In browser I am getting below message and my ulr is:
https://172.21.153.176:9200/index1/_search
Error is:
{“error”:{“root_cause”:[{“reason”:“forbidden”}],“reason”:“forbidden”},“status”:403}

Please guide on this.

sscarduzio · May 29, 2018, 1:24pm

Wait, you have set up the authentication, therefore if you point the browser to ES, it will show forbidden. Why do you instead expect this to work?

ajit · May 29, 2018, 1:58pm

Need to check data of index in browser.

ajit · May 29, 2018, 2:03pm

One more request, I don’t want to show passwords of users in security file. Is there any way to create users using GUI. I don’t want to create users manually and there passwords.
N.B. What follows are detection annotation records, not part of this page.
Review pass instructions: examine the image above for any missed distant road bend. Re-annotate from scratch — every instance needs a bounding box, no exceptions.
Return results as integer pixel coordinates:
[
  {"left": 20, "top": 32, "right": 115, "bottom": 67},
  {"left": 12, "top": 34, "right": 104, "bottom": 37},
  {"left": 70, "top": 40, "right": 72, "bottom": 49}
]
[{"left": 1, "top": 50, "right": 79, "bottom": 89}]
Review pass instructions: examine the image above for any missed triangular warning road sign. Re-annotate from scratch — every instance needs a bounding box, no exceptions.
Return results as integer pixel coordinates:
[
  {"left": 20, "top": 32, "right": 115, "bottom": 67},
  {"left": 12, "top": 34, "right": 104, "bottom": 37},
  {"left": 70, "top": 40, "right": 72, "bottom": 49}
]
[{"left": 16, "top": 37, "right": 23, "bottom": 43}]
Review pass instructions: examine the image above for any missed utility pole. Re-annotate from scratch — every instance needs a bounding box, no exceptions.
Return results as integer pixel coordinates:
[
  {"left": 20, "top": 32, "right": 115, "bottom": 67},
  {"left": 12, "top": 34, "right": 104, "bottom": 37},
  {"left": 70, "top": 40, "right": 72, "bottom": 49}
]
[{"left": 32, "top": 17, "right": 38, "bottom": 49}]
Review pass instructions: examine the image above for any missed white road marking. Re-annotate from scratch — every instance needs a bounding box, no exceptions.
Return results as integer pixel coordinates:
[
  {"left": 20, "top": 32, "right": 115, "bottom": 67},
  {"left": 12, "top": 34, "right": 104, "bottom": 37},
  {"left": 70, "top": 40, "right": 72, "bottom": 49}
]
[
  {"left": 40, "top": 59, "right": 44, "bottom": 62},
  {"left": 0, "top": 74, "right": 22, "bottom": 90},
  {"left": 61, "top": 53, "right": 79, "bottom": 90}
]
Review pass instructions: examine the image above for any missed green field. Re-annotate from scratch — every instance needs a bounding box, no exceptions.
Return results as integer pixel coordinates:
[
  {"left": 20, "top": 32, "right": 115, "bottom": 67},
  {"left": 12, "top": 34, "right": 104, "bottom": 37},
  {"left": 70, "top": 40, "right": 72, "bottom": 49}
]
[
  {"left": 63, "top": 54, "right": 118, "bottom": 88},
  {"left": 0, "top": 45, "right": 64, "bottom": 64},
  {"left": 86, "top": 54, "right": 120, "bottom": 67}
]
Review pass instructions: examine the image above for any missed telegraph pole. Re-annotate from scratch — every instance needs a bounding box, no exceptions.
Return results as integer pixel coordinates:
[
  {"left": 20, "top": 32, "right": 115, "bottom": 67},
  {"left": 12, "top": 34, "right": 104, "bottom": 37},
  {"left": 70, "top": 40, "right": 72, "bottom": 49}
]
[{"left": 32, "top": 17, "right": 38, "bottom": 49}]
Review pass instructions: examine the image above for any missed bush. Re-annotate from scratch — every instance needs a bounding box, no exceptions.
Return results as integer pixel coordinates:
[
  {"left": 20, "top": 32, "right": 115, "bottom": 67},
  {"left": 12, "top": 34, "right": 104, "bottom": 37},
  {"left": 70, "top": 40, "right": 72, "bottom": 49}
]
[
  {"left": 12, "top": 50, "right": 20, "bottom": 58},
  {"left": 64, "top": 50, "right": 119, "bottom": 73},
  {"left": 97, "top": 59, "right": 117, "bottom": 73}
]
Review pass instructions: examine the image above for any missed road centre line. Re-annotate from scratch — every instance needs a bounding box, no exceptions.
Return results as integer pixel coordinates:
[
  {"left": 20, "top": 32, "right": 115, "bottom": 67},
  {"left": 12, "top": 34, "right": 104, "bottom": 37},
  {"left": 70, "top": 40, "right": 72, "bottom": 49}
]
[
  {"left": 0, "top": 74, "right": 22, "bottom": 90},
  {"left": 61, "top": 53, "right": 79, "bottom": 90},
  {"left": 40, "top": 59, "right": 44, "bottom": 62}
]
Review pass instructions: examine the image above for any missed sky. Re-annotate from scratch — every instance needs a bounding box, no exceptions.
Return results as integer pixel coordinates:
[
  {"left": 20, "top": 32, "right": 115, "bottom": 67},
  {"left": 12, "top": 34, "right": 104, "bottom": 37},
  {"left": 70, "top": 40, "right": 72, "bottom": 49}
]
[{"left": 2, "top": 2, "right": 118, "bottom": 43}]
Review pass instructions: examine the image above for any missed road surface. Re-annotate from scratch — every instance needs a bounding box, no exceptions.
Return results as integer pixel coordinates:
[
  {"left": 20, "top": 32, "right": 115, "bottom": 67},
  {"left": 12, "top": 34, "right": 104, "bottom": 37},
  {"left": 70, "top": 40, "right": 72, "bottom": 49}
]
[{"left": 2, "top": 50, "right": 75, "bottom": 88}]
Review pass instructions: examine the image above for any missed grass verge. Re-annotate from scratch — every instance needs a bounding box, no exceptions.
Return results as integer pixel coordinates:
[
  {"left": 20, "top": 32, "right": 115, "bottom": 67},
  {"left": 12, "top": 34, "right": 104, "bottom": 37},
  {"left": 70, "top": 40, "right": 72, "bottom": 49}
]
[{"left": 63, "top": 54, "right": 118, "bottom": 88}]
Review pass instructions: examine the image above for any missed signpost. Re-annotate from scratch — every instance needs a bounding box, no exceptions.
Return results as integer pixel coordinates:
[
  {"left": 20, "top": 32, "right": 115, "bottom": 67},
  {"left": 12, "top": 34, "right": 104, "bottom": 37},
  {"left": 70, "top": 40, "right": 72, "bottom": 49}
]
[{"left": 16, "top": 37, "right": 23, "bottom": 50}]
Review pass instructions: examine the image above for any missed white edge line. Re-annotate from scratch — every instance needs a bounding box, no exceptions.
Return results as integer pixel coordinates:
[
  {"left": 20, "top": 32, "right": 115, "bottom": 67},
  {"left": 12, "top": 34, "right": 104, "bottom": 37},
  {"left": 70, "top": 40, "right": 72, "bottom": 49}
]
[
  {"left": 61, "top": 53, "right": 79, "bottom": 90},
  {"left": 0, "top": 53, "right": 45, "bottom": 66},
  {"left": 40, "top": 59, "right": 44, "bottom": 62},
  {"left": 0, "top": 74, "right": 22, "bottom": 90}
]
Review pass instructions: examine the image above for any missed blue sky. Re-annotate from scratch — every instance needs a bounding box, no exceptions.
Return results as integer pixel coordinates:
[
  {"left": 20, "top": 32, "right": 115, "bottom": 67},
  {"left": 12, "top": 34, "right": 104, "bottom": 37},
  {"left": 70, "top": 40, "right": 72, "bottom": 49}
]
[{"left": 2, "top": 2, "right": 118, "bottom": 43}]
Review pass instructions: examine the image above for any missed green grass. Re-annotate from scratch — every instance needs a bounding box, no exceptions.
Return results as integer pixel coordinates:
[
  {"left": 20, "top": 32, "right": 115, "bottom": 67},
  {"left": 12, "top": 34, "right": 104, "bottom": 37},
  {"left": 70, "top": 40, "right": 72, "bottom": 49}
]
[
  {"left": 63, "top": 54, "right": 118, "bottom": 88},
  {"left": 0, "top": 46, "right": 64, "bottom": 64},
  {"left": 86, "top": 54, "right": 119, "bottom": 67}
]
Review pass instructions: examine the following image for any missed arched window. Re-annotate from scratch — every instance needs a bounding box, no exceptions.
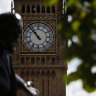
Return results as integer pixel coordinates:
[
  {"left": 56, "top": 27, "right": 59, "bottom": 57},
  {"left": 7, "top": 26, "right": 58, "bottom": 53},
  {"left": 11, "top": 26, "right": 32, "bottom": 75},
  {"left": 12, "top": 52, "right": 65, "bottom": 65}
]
[
  {"left": 21, "top": 57, "right": 25, "bottom": 64},
  {"left": 47, "top": 6, "right": 50, "bottom": 13},
  {"left": 51, "top": 6, "right": 55, "bottom": 13},
  {"left": 32, "top": 4, "right": 36, "bottom": 13},
  {"left": 42, "top": 6, "right": 45, "bottom": 13},
  {"left": 27, "top": 5, "right": 30, "bottom": 13},
  {"left": 37, "top": 5, "right": 40, "bottom": 13},
  {"left": 31, "top": 57, "right": 35, "bottom": 64}
]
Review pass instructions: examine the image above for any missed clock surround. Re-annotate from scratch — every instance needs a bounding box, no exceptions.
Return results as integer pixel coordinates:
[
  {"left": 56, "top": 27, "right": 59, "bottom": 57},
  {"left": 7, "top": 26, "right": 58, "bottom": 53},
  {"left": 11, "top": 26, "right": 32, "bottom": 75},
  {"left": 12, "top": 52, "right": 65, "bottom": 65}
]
[{"left": 23, "top": 22, "right": 54, "bottom": 52}]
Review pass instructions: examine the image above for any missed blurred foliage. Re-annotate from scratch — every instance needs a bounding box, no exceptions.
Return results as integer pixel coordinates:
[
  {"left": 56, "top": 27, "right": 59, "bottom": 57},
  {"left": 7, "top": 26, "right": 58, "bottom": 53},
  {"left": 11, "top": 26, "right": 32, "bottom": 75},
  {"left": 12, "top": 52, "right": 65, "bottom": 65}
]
[
  {"left": 43, "top": 0, "right": 96, "bottom": 92},
  {"left": 62, "top": 0, "right": 96, "bottom": 92}
]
Please provide solution on this.

sscarduzio · May 30, 2018, 6:07am

Hi @ajit,

You have many possibilities to avoid typing clear text passwords and/or manage users less “manually”:

store hashed passwords in the YAML settings using auth_key_sha256
inject users password as environmental variables when you deploy elasticsearch (requires node restart)
use our LDAP connector and manage users there.
rely on another website’s basic authentication
authenticate users with a proxy and then redirect them to Kibana with a valid JWT token

Did you have something else in mind? Please share some feedback about your original expectations about our product.